Where is the best place to purchase a honey extractor? I am looking for a small radial model.
When I bought mine the difference between a 9 frame radial and a 9/18 frame radial (9 deeps or 18 medium-shallow)was $100. The 9/18 will let me extract deeps and the 9 won't. The 9/18 will let me extract twice as many at a shot (two 9 frame medium supers).

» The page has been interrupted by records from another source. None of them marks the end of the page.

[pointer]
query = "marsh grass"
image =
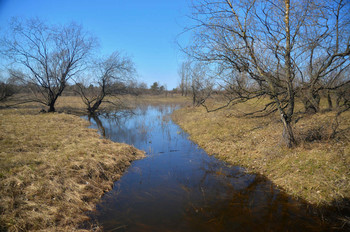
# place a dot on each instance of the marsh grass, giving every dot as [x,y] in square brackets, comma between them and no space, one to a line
[53,169]
[317,170]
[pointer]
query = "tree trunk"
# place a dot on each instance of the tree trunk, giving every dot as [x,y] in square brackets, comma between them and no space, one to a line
[52,105]
[329,99]
[311,102]
[288,135]
[93,109]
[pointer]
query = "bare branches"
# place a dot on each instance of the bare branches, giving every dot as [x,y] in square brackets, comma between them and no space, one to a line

I got mine from Mann Lake, which was the cheapest at the time. All prices are minus the shipping which is by truck.
9 frame radial motorized.
Bee-commerce $395.00 (says 9 shallow frames. Will it do mediums?)
Walter T. Kelly $570.00
Brushy Mt. Bee $677.00
9/18 frame radial motorized.
Brushy Mt. Bee $777.00
Mann Lake $799.00
Michael, you said you have a 9/18 ext. that is what I've been thinking about getting.I was wondering how do you like it?is it rough on combs? get's all the honey out&ect , mark
How do I like the 9/18 extractor? I love it. You just uncap, put the frames in the extractor so they are resonably balanced (in case you're mixing wax and plastic and mixing deeps and shallows and mediums) start slow for a little while and gradually increase the speed. If you don't get greedy and go too fast too soon, you won't have any problems with broken comb. If you're extracting frames from the brood chamber, you have to not go too fast if it's not wired real well, or has a lot of pollen, but you can still extract those, just don't go quite so fast, but spin it a little longer. No reversing the frames or any of that hoopla. Just don't get impatient and go too fast too soon, and always keep the honey gate open. If you can't keep the gate open, just take a break until the honey runs down. Otherwise the honey will build up until the end bars start hitting it. This last time I got a double strainer bucket so I can just dump it out of the extractor into a 5 gal bucket without straining it and then dump the 5 gal bucket into the double bucket strainer so I don't have to wait for the honey to strain coming out of the extractor. This works very well for me.
Michael: on the 18 frame extractor using shallow frames. do you have to cross wire the frames,I use wired foundation, any help anyone, thanks Mark.
I have often extracted shallow thin surplus with no wire without treating it any more gently than wired mediums with no problems at all. I would guess that if I was gentle I could do the same with unwired foundation in mediums.
Thanks for the input.
What are the things to look for in purchasing an extractor? Is the type of Bearings, Gears, important? Is 24 guage Stainless Steel Ok? Anything else?
last year i put an add in the local paper (used beekeeping equipment wanted),i got loads of stuff really cheap,some free,including several extractors for under $100,one was stainless steel still in the box! good luck!
>What are the things to look for in purchasing an extractor? Is the type of Bearings, Gears, important? Is 24 guage Stainless Steel Ok? Anything else?
If you are buying them new, I think they are all stainless steel now and have good gears and bearings. If it's used and quite old it may be galvinized. Stainless is better, but the galvanized can be coated with an approved ureathane coating. Also if it's old and used you would want to check to make sure the bearings are worn out etc.
Some of the bigger issues are raidal vs tangetal. Reversible vs nonreversible.
Radial is best, you just put them all in and spin them. Reversible is next best. You put the frames in once and you can reverse them without removing them from the extractor. Nonreversible is the most work. With them you have to put the frames in and extract about half of the honey on that side, take them out and reverse them. Extract all of the honey on the other side. Take them out and reverse them and extract the remaining honey on the first side.
Personally, minimum, I'd get the 9 frame radial if I was buying new, but as long as you're at it, you may as well buy the 9/18 for not that much more and extract twice as many at a time.
Used, it might be worth buying something smaller if it's cheap enough.